Food sources: Foods rich in calcium include diary products such as milk, cheese
and yogurt, and leafy, green vegetables. The exact amount of calcium you need
depends on your age and other factors. Growing children and teenagers need more
calcium than young adults. Older women need plenty of calcium to prevent
osteoporosis. People who do not eat enough high-calcium foods should take a
calcium supplement.
Functions: Calcium has many important functions Calcium is required for muscle
contraction, blood vessel expansion and contraction, secretion of hormones and
enzymes, and transmitting impulses throughout the nervous system, helps in iron
absorption, blood clotting cascade, activating many enzymes as lipase.
Occurrence & Storage:
The body strives to maintain constant concentrations of calcium in blood, muscle,
and intercellular fluids (1%) of total body calcium to support these functions.

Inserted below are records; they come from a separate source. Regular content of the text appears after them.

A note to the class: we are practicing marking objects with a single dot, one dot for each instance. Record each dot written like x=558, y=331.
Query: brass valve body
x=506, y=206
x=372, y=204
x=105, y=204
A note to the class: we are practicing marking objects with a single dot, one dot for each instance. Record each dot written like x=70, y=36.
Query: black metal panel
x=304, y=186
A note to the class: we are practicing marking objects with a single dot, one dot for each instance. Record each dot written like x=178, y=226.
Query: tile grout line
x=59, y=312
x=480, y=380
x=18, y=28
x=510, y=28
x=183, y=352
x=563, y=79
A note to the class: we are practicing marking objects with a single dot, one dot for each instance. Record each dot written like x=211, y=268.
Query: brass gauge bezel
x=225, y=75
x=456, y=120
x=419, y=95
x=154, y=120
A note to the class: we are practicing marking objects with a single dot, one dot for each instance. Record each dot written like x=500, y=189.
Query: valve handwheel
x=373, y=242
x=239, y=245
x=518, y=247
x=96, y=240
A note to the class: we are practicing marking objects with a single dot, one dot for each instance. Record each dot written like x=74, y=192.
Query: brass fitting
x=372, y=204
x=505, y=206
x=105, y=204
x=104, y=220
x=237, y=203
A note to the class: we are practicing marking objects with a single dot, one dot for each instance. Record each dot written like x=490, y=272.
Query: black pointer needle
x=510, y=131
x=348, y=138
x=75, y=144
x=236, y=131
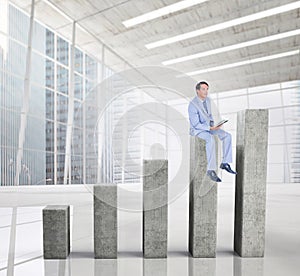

The remaining 99% of the body's calcium supply is stored in the bones and teeth
where it supports their structure. Bone itself undergoes continuous remodeling, with
constant resorption and deposition of calcium into new bone. The balance between
bone resorption and deposition changes with age.
Bone formation exceeds resorption in growing children, whereas in early and middle
adulthood both processes are relatively equal.
In aging adults, particularly among postmenopausal women, bone breakdown
exceeds formation, resulting in bone loss that increases the risk of osteoporosis over
time.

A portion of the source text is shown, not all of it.